BoE warns of mortgage debt bubble
More than a quarter of house buyers are now borrowing more than four times their annual income, the Bank of England has warned. This is the highest figure on record – and double the proportion eight years ago, leading to fears that thousands have over-reached to afford a property, fuelling a debt bubble. The BoE said there has been a sharp rise in borrowing at income multiples of between 4 and 4.5, with 17.65% of all mortgage lending in the third quarter of last year going to borrowers in this bracket – while another 10.65% of mortgages went to borrowers at even higher multiples.
Credit insurers tighten terms for Poundstretcher’s suppliers
Credit insurers are tightening terms for suppliers to Poundstretcher. Euler Hermes is understood to have reduced cover for Crown Crest Group, Poundstretcher's parent.

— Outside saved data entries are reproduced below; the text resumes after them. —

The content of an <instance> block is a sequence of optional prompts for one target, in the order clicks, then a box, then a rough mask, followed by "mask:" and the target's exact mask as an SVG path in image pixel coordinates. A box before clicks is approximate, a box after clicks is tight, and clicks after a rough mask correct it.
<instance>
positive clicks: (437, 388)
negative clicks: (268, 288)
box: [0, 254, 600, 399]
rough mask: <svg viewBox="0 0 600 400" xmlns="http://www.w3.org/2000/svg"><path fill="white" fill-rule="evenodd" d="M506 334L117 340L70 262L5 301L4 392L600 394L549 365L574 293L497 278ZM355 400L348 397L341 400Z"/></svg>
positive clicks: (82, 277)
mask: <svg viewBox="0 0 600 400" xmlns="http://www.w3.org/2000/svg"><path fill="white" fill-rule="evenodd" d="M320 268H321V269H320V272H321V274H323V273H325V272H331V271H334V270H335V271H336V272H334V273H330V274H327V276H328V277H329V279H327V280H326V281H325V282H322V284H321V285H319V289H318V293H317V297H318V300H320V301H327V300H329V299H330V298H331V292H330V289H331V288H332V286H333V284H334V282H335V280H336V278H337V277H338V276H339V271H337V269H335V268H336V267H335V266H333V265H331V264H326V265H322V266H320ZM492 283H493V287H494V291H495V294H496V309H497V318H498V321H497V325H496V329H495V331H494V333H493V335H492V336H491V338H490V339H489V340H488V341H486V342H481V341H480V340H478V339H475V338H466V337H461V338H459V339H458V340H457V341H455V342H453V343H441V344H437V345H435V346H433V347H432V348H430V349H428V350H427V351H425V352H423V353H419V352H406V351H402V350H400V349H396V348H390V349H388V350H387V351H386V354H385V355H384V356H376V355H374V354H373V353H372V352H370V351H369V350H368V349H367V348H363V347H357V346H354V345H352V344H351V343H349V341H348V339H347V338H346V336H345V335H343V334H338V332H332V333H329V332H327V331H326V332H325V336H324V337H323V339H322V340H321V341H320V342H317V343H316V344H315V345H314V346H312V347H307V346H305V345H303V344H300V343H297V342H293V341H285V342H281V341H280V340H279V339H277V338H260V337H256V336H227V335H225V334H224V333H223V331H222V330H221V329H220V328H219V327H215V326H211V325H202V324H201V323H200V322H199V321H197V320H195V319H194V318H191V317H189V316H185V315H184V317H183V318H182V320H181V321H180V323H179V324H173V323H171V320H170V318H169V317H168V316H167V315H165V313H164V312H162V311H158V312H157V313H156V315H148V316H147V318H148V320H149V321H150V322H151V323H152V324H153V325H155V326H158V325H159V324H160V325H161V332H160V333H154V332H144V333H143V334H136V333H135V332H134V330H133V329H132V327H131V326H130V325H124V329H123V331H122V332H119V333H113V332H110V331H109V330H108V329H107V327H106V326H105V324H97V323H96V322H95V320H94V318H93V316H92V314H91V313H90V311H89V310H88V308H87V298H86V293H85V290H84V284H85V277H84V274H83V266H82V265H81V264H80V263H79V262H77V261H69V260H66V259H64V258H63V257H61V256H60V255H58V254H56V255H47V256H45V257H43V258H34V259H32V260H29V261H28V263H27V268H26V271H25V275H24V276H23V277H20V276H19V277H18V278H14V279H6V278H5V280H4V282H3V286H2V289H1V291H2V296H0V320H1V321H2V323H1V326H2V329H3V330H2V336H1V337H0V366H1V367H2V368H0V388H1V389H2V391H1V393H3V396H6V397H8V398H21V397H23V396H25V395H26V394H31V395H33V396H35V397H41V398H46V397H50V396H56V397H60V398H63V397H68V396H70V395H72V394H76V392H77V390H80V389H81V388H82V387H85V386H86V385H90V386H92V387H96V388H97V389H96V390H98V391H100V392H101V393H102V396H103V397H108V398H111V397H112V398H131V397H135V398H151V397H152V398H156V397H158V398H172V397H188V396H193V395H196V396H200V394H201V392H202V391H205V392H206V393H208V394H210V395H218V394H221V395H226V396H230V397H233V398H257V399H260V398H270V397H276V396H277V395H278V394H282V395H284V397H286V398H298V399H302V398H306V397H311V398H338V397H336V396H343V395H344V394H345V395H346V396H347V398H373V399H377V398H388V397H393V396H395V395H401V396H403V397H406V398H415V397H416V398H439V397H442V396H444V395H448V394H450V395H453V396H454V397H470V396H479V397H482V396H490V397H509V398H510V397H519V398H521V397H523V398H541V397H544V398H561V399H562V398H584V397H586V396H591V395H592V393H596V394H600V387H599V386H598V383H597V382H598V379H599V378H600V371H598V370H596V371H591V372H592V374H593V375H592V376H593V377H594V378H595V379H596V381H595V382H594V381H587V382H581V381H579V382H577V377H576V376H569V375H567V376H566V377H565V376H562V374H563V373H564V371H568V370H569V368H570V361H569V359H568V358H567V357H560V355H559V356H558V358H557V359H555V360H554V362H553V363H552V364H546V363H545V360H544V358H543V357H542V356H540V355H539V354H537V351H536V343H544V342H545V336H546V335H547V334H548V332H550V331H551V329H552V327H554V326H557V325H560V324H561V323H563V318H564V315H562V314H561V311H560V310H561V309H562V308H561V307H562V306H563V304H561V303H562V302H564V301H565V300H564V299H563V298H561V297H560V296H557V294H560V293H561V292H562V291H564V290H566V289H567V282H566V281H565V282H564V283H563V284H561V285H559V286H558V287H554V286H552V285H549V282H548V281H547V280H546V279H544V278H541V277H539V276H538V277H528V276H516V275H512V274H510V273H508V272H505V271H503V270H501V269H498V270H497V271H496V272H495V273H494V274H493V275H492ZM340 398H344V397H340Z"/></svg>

Crown Crest is used as the counterparty by many suppliers because Poundstretcher has a weaker balance sheet.
Why retail chains have suffered such a mauling
The FT’s Daniel Thomas argues that many of the high-street casualties in recent months have one thing in common: they are owned by private equity.
Economists predict rate rise in May
Analysts believe some members of the Bank of England’s MPC could vote to raise interest rates as early as this week despite figures expected to show inflation easing to 2.8% from 3.0% in January, the Sunday Times reports, although the Bank is widely expected to keep the cost of borrowing on hold. Traders are now pricing in a roughly 70% chance of a May increase, says the paper’s Tommy Stubbington, noting that increased wage growth could lead to more persistent above-target inflation. Official figures on Wednesday are expected to show a 2.6% year-on-year increase in average weekly pay, up from 2.5% in January.
G20 leaders plan crypto currency clampdown
The G20 group of leading economies plans to examine the digital currency sector's impact on “financial stability, tax evasion and financing illegal activities” at this week's meeting in Buenos Aires, the Sunday Times’ Danny Fortson reports. Elsewhere, Reza Moghadam, vice-chairman for sovereigns and official institutions at Morgan Stanley, writes in the FT that a “central bank coin” would help to stabilise the extreme price volatility of bitcoin and other cryptocurrencies.
Dormant accounts to help unemployed
Theresa May has announced that about £90m from dormant bank accounts will be used to tackle high rates of unemployment among young people from ethnic minorities.